THE STATE Vs. THAKARDAS JEEVANDAS SHAH

Decided On November 10, 1978
THE STATE Appellant
V/S
Thakardas Jeevandas Shah Respondents

JUDGEMENT

(1.) The respondent in this appeal was prosecuted in the Court of the Judicial Magistrate, First Class at Indapur in Criminal Case No. 372 of 1973 for an offence punishable under section 16(1)(a)(i) read with section 7(i) of the Prevention of Food Adulteration Act and was sentenced to rigorous imprisonment for six months and to pay a fine of Rs. 1500.00. In default of payment of fine rigorous imprisonment for three months was stipulated. The prosecution was based on the fact that the respondent sold to the Food Inspector of Pune Circle 450 grams of Shahajira which were later found to be adulterated on an analysis carried out by the Public Analyst. The respondent preferred an appeal, being Criminal Appeal No. 26 of 1976, which was partly allowed by the learned Additional Sessions Judge of Pune by his judgment and order dated 8th of June, 1976. Confirming the conviction the learned Additional Sessions Judge reduced the sentence of imprisonment for six months to the rising of the Court. The learned Additional Sessions Judge further reduced the sentence of fine from Rs. 1500.00 to Rs. 1000.00 but enhanced the default sentence from rigorous imprisonment for three months to rigorous imprisonment for six months.

(2.) The State is rightly aggrieved by the leniency shown by the learned Additional Sessions Judge who found that the conviction of the respondent was sustainable in law. The State has preferred this appeal for enhancement of the sentence imposed by the learned Additional Sessions Judge on the respondent. Mr. Deshmukh, the learned Public Prosecutor appearing in support of the appeal, pointed out that the learned trial Magistrate had, as noticed by the learned Additional Sessions Judge himself, awarded minimum sentence prescribed by law. If that were so, says Mr. Deshmukh, the learned Additional Sessions Judge had no jurisdiction to reduce the sentence merely on the ground that the respondent is the first offender and a petty grocer shop owner.

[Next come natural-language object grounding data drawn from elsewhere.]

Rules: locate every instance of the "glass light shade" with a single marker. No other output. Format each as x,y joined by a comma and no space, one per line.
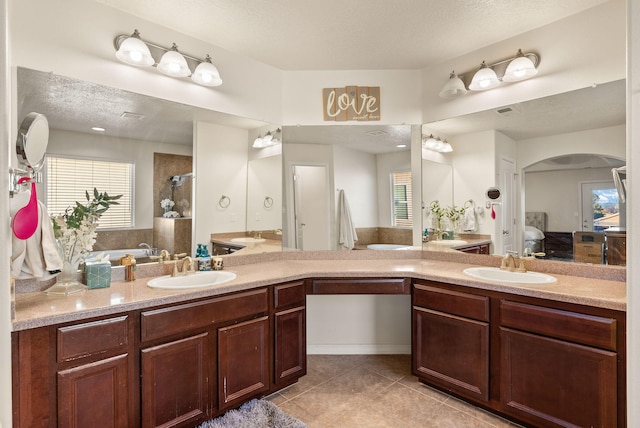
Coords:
134,51
520,68
446,147
174,64
484,79
453,88
206,74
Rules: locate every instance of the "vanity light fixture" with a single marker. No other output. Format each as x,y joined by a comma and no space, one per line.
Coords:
132,50
454,87
484,79
522,66
269,139
436,144
173,63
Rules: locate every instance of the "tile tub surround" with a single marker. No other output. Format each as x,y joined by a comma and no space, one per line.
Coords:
35,309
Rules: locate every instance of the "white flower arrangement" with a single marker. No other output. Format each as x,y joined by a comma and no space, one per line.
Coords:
76,228
167,204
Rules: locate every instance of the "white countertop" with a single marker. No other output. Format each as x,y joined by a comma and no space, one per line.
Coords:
37,309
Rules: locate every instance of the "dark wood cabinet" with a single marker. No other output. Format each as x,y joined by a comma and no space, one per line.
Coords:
92,392
558,367
451,340
175,382
541,363
243,362
290,332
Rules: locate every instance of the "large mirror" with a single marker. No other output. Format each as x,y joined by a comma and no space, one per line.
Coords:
364,167
563,149
160,139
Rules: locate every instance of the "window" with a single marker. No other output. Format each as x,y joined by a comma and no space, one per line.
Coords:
402,199
69,178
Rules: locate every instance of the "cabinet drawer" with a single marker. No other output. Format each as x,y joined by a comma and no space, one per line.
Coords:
290,294
451,302
361,286
177,319
572,326
92,338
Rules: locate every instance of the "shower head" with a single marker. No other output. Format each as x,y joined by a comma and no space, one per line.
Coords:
177,180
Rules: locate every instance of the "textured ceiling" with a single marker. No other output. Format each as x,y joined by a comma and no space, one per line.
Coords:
351,34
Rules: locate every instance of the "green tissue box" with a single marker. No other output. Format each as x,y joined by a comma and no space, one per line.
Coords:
98,275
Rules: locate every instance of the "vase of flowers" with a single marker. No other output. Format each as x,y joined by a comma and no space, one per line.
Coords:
75,232
167,205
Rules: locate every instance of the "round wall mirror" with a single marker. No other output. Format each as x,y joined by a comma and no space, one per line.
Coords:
493,193
33,138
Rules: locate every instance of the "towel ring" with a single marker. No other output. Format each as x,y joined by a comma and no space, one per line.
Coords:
224,201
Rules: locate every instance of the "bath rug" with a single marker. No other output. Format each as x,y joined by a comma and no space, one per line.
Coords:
255,414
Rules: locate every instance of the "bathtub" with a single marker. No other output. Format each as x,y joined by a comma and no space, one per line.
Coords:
388,247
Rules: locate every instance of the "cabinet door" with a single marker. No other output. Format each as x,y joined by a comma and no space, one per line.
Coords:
291,345
175,382
452,352
550,382
94,394
243,362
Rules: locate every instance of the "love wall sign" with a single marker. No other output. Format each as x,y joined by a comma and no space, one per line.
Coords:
351,103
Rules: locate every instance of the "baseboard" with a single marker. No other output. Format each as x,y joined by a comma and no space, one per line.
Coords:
358,349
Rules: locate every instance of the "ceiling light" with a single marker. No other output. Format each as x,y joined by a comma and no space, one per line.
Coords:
454,87
520,68
207,74
134,51
484,79
173,63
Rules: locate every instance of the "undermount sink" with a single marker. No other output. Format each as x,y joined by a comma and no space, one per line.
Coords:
194,280
497,274
248,240
448,242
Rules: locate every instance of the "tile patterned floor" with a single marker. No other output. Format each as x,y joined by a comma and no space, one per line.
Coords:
351,391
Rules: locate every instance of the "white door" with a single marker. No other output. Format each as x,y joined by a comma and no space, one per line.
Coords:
507,220
600,207
311,207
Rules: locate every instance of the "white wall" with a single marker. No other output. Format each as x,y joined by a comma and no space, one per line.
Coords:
303,154
358,324
355,173
264,179
474,171
610,141
75,38
217,175
575,52
119,149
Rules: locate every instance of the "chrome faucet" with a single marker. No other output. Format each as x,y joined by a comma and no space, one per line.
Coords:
148,248
509,262
187,267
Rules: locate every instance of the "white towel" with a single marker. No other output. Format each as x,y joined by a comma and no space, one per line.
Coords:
37,256
348,234
469,223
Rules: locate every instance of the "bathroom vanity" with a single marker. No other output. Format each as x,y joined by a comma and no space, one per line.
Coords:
539,355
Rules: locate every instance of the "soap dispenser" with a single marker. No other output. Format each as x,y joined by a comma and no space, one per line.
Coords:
204,260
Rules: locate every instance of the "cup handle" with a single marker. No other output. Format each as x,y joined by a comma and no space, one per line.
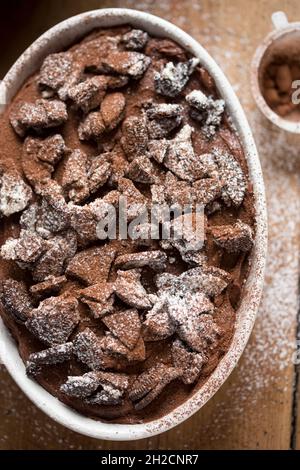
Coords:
3,97
279,20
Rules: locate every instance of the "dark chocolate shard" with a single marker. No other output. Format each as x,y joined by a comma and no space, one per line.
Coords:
54,319
171,80
233,238
15,194
16,300
156,260
92,265
128,288
189,362
99,297
125,325
43,114
55,355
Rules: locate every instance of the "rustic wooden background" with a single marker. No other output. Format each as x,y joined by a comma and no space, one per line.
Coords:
257,407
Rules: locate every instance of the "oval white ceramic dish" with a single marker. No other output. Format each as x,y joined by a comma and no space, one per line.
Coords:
57,38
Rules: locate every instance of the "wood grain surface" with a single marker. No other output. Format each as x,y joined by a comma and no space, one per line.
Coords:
257,407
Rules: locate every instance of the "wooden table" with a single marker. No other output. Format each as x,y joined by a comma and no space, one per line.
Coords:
257,407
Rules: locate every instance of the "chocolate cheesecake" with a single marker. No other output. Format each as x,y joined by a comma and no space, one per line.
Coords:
122,328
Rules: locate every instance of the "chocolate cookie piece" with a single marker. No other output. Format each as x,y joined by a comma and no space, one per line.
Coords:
42,114
54,320
16,300
15,194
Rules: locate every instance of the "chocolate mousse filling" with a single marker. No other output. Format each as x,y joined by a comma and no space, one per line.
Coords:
122,330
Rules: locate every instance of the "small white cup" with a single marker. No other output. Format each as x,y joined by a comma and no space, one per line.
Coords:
283,35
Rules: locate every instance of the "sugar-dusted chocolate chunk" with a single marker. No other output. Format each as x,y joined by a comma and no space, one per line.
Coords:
136,202
36,170
15,194
146,381
160,47
99,297
81,386
207,279
232,176
128,288
116,81
233,238
26,249
89,94
51,285
182,310
199,333
135,40
74,178
15,299
88,349
51,149
171,80
206,190
55,70
114,346
163,119
42,114
134,136
107,396
158,324
125,325
112,110
92,127
113,386
44,219
141,170
92,265
55,355
154,259
61,249
85,219
133,64
206,110
151,383
177,191
189,362
53,321
98,173
157,149
187,232
181,158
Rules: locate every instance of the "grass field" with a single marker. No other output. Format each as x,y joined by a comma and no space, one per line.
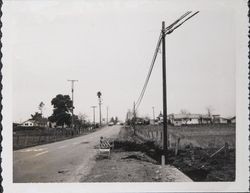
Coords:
202,136
27,137
195,160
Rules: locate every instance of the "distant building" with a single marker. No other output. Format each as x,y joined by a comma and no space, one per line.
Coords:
40,122
232,120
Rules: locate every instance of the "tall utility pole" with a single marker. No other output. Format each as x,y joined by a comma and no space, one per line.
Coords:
72,90
153,114
99,94
164,32
93,107
134,117
164,85
107,115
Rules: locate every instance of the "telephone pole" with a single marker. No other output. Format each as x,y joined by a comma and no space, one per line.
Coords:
107,115
99,94
134,117
72,91
164,85
93,107
153,114
166,31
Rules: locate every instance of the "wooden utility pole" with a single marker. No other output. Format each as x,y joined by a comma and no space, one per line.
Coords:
99,94
72,91
164,84
107,115
134,117
153,114
93,107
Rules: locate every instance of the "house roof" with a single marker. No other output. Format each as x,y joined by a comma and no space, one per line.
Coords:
39,121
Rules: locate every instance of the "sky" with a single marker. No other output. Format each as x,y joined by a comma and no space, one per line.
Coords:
108,47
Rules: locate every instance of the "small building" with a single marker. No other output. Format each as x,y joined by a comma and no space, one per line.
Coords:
231,120
40,122
28,123
223,120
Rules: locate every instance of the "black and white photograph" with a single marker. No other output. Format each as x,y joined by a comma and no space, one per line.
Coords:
125,96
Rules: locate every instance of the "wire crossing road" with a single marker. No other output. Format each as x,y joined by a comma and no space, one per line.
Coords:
64,161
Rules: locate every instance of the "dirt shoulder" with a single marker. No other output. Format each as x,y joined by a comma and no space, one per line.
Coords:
124,167
128,163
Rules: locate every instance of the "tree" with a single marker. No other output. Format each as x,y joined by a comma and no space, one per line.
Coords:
186,114
41,106
61,113
209,110
37,116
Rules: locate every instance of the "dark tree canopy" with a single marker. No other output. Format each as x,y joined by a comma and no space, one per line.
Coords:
36,116
61,113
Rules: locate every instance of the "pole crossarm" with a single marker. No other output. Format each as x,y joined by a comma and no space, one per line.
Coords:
172,27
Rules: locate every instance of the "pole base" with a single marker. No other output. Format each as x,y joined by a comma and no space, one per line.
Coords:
163,160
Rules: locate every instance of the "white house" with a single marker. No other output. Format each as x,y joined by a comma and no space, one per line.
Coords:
41,122
28,123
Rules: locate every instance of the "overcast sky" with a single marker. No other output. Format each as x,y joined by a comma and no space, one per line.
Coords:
108,47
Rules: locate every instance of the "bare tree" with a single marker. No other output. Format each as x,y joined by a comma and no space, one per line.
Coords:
209,110
186,114
41,106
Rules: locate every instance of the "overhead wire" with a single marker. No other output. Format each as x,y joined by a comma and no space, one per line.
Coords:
168,30
149,72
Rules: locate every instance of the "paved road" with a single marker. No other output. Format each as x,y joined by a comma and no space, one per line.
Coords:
64,161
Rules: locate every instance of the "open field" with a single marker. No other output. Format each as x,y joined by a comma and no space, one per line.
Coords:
200,164
27,137
192,149
201,136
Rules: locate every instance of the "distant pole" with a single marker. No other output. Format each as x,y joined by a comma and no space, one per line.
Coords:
93,107
134,117
99,94
153,114
107,115
164,84
72,91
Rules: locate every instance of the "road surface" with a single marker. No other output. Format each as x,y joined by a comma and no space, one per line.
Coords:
64,161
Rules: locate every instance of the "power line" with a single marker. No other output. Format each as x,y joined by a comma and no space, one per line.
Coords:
167,30
149,73
176,21
171,30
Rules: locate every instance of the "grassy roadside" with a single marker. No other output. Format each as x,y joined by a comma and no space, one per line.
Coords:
134,160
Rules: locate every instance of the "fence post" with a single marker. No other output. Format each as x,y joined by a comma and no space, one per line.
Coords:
177,146
25,140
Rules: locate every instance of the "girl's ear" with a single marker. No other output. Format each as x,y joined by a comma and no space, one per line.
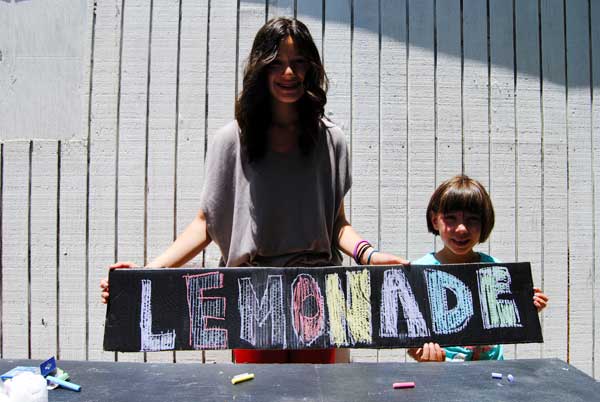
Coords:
433,220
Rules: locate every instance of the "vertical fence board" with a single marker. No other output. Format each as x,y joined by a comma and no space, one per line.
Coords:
475,91
310,12
221,90
15,243
43,227
102,168
392,126
595,45
555,245
365,132
251,17
448,91
132,137
71,274
421,124
528,118
278,8
580,186
191,134
161,135
502,127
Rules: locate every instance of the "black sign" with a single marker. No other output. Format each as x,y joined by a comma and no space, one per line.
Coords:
299,308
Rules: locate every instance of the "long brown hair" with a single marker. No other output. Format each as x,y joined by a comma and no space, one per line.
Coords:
253,106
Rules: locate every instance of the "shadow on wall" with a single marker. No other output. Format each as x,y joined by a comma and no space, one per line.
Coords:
475,30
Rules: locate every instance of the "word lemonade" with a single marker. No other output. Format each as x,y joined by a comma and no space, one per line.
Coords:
320,307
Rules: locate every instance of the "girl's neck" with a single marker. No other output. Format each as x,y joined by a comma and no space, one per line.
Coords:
445,256
283,132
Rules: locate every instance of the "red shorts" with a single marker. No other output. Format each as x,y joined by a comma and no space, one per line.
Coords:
319,356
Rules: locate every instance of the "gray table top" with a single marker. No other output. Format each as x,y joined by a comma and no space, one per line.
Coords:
535,380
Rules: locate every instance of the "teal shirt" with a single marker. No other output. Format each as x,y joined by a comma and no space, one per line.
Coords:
462,353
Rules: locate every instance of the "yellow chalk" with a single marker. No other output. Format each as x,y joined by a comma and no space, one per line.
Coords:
242,378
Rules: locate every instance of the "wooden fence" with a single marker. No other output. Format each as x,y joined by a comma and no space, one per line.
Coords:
505,91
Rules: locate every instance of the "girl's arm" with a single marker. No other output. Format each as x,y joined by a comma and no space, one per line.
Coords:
347,238
188,244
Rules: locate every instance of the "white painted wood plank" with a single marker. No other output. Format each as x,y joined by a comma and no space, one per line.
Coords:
44,277
133,121
421,125
221,90
475,92
448,92
581,262
595,44
102,156
310,12
502,126
252,16
15,243
555,245
529,161
337,59
191,126
7,44
365,132
161,136
393,141
281,8
72,298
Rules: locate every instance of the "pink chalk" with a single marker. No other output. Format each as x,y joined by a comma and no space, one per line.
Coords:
404,385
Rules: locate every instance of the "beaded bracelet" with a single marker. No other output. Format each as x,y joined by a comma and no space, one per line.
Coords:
356,249
361,252
371,255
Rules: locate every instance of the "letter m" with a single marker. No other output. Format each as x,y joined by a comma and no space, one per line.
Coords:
254,327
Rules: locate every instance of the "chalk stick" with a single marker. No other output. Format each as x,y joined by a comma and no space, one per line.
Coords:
242,377
409,384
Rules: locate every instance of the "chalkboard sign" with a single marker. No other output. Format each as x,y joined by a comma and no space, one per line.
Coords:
300,308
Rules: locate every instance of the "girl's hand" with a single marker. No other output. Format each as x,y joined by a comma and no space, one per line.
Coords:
540,300
379,258
430,352
104,291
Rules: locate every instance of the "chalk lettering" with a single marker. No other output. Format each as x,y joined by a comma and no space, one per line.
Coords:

He also pointed out that the learned Additional Sessions Judge has committed a manifest error in holding that the respondent who is shown to be about 49 years of age was fairly advanced in age. All these submissions of Mr. Deshmukh are fully justified. Had Mr. Agarwal, the learned Advocate appearing in support of the respondent, not proceeded to challenge the legality of the conviction itself would have accepted this appeal and sentenced the accused to a longer term of imprisonment. If the law prescribes minimum sentence without growing any discretion to the Court then the Court has no jurisdiction to circumvent that law on the ground that the offender is the first offender or by taking into consideration factors which are not provided for in the statute itself prescribing punishment. The learned Additional Sessions Judge was undoubtedly in error in proceeding to reduce the sentence merely because the respondent is the first offender and a petty grocery shop owner or that he was fairly advanced in age.

(3.) Mr. Agarwal predictably raised upon a judgment given by me in Criminal Appeal No. 698 of 1977 with Criminal Revision Application No. 531 of 1977 on 19th of July, 1978. In that judgment considering all the relevant provisions under the Prevention of Food Adulteration Act and the Rules made thereunder I had, following another judgment of Dighe, J., held that the provisions contained in R.I. 17 are mandatory and non-compliance with the same would vitiate the trial. R.I. 17, as it then stood, requires that the container, which has been wrapped and sealed as provided in R.I. 16, shall be sent in a sealed packet enclosed with memorandum in Form 7 in an outer cover addressed to the Public Analyst. R.I. 7 obliged the Public Analyst or an officer authorised by him to compare the seal on the container as well as on the outer cover with the specimen impressions received separately. Reading these two rules together, it becomes apparent that the outer cover in which the sealed container and the sample and the memorandum in form 7 are sent is itself to be sealed. On going through the evidence of the Food Inspector in this case and also on reading the report of the Public Analyst it is easily seen that the memorandum in form 7 has not accompanied the sealed container in a cover which itself is sealed. In my opinion, there is a clear non-compliance with R.I. 17 and on the view which I have taken in the case referred to above, the respondent will be entitled to acquittal.